Kellye shook her head “I haven’t heard that one.”

“I have,” Brett grinned. “Well hung. I’ve heard some others, and they are much cruder, but I wouldn’t tweak Meredith with them. She can do it to me, because that’s how she does things and she knows it works. Or, at least used to work; I think I’m getting a little immune to them now. But I can play rough, too.”

“What do you mean?”

“Right at this moment, I’d give a lot for a glass of iced tea, especially the ice. That bare back is sooo tempting.”

“That would make for an interesting scream, wouldn’t it?” Kellye grinned.

“You wouldn’t dare,” Meredith snorted.

“Go ahead, think that,” he laughed. “Just keep on thinking it.
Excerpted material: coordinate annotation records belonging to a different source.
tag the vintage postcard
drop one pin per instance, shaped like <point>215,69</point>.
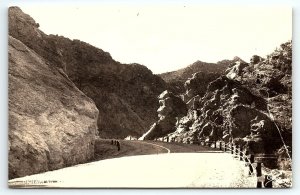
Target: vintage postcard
<point>148,95</point>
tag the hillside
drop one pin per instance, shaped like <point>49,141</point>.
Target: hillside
<point>249,104</point>
<point>125,94</point>
<point>176,79</point>
<point>52,124</point>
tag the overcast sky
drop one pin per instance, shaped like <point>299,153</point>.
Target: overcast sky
<point>169,37</point>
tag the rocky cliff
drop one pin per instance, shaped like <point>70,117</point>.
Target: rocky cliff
<point>52,124</point>
<point>249,103</point>
<point>125,94</point>
<point>171,108</point>
<point>177,79</point>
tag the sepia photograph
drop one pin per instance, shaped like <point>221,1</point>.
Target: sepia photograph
<point>149,95</point>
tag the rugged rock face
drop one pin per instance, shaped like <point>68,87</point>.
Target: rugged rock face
<point>249,103</point>
<point>176,79</point>
<point>52,124</point>
<point>197,84</point>
<point>171,108</point>
<point>125,94</point>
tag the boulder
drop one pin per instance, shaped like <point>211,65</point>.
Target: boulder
<point>171,108</point>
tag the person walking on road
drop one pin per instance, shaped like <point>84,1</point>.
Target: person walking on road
<point>118,145</point>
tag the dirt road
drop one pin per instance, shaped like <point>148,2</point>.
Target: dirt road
<point>199,167</point>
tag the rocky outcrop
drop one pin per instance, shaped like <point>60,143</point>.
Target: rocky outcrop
<point>250,103</point>
<point>176,79</point>
<point>52,124</point>
<point>125,94</point>
<point>171,108</point>
<point>197,84</point>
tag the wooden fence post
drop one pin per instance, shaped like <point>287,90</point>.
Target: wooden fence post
<point>250,164</point>
<point>241,153</point>
<point>236,150</point>
<point>268,181</point>
<point>258,175</point>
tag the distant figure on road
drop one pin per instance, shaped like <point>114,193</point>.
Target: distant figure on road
<point>118,145</point>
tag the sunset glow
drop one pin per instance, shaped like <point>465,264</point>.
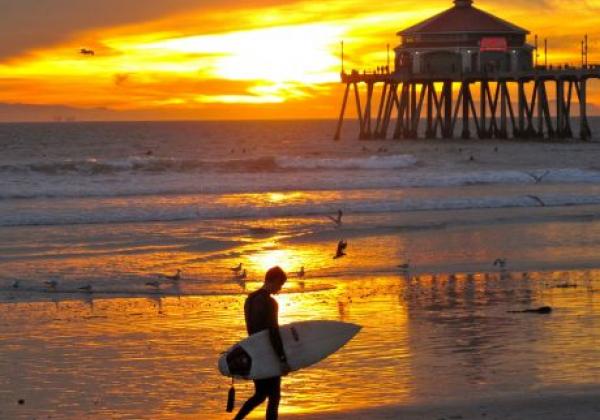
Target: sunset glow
<point>283,60</point>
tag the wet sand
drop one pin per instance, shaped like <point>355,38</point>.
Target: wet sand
<point>438,341</point>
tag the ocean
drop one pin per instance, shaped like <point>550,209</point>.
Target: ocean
<point>95,216</point>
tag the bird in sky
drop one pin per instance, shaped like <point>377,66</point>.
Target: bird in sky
<point>340,249</point>
<point>237,269</point>
<point>337,220</point>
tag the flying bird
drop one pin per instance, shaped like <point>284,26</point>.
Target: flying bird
<point>337,220</point>
<point>174,277</point>
<point>237,269</point>
<point>340,250</point>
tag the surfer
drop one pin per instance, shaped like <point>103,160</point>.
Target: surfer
<point>261,313</point>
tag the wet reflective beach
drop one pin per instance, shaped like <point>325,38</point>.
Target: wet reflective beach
<point>439,332</point>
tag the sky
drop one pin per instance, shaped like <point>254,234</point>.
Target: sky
<point>226,59</point>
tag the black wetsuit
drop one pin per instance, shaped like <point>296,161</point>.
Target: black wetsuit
<point>261,313</point>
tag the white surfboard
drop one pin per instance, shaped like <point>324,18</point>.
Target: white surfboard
<point>305,343</point>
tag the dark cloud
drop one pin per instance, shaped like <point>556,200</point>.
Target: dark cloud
<point>28,24</point>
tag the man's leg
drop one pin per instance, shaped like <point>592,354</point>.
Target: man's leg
<point>260,395</point>
<point>274,394</point>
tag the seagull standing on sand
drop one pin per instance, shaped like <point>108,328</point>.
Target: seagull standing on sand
<point>404,266</point>
<point>500,263</point>
<point>337,220</point>
<point>155,284</point>
<point>174,277</point>
<point>87,288</point>
<point>237,269</point>
<point>340,250</point>
<point>536,198</point>
<point>51,284</point>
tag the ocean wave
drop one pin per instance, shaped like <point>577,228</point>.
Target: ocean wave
<point>371,162</point>
<point>154,165</point>
<point>148,210</point>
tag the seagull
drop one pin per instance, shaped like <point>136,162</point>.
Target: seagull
<point>340,250</point>
<point>51,284</point>
<point>337,220</point>
<point>537,178</point>
<point>405,266</point>
<point>174,277</point>
<point>500,262</point>
<point>536,198</point>
<point>237,269</point>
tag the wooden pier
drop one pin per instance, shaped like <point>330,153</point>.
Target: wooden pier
<point>511,104</point>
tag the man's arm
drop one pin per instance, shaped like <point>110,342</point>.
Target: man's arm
<point>274,332</point>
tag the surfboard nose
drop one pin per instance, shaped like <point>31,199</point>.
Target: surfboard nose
<point>223,367</point>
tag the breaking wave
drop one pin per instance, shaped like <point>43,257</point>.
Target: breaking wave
<point>149,164</point>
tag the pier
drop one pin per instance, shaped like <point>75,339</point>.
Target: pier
<point>442,62</point>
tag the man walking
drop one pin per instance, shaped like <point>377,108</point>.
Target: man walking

And then, when you least expect it … what do you think, Kellye? Between the shoulder blades, or the small of the back?”

“The small of the back, I think. I know I’d be screaming if you dumped an ice cube on me there.”

“Damn it, Brett, now you’ve got her doing it too,” Meredith protested. “Come on you two, quit torturing me.”

“All right,” Brett conceded. “Let’s talk about the plays. Meredith, the more I think about it, the more I’m not real satisfied with Fair Exchange. It’s just not up to snuff with some of the other things we’ve got going.”

“I’ll have to admit, you might have a point. Maybe we’d better do a little more looking.”

“I’ve got a suggestion,” he said. “Did you ever hear of a play called The Wyrd Sisters?”

“Maybe, but you’re up to something. What is it?”

“Well, the character you’d play spends most of the second act locked in a pillory. That would be lots of fun. For me, anyway, maybe not for you.”

“Shit, you’d do it to me, wouldn’t you?”

“Oh, the actual performance wouldn’t be too bad,” he grinned. “But the rehearsals would be a different story. I mean, I can see that we’d have to spend a lot of time on the second act. I mean hours and hours going over it to make sure we have it exactly right.”

“It would make the stage directions for her pretty simple, though,” Kellye pointed out.

“Yeah, she wouldn’t be walking around much,” he agreed.

“I think we’d better skip that one,” Meredith said, rolling toward them just enough to keep from showing anything serious, and she had it down to the millimeter.

“Yeah, probably for this year,” Brett conceded. “Too many characters for this year, and too much staging. But I’m not going to rule it out for another year.”

“Let’s just skip it anyway.”

“You two are something else,” Kellye laughed. “I’m glad you didn’t pull this on me sooner, because I wouldn’t believe either of you if I hadn’t seen you when you’re serious.”

“Hey, it’s fun,” Meredith grinned. “And let’s face it, we’re stuck out here in the country on a day off with nothing much to do. It would be tempting for me to hop in the car, run over to Coopersport and see if I could stir up some action. But it’s too early in the season, it’s Sunday, and that’s mostly a guy scene anyway. At least we can get some fun out of a slow day.”

“When you put it that way, I can see you have a point,” Kellye nodded. “I actually sort of envy the two of you. I mean, I know you’re not romantic and are never going to be, but you really are good friends.” She sighed and went on, “I’ve never had much in the way of friends like that.”

“You can relax about that,” Brett told her. “You’re well on the way to having a couple real good friends. We like you, Kellye, and we think we’re going to have a good time together this summer.”

“Did you set this up for me?”

“Oh, no,” he laughed. “We didn’t plan anything ahead of time. It was just sort of an improv that just happened. Meredith and I are like that and you’re well on the way. Now you’d better roll over yourself, because if you don’t you’re going to get a serious sunburn on your front side, and I don’t think you’d like that.”

“Yeah, you’re probably right,” she agreed, and rolled over.

Brett noticed that her bikini was about as skimpy in back as Meredith’s, but because of her size, it covered proportionally less. It was an interesting view, but he thought he’d better keep his mouth shut about it, at least this time. “Have fun, girls, but don’t overdo it,” he said. “I’m going inside and make myself a glass of iced tea.”

“You wouldn’t dare,” Kellye asked, a hint of laughter in her voice, then tempered with a little weaker addition. “Or would you?”

“That’s for me to know and you to find out.”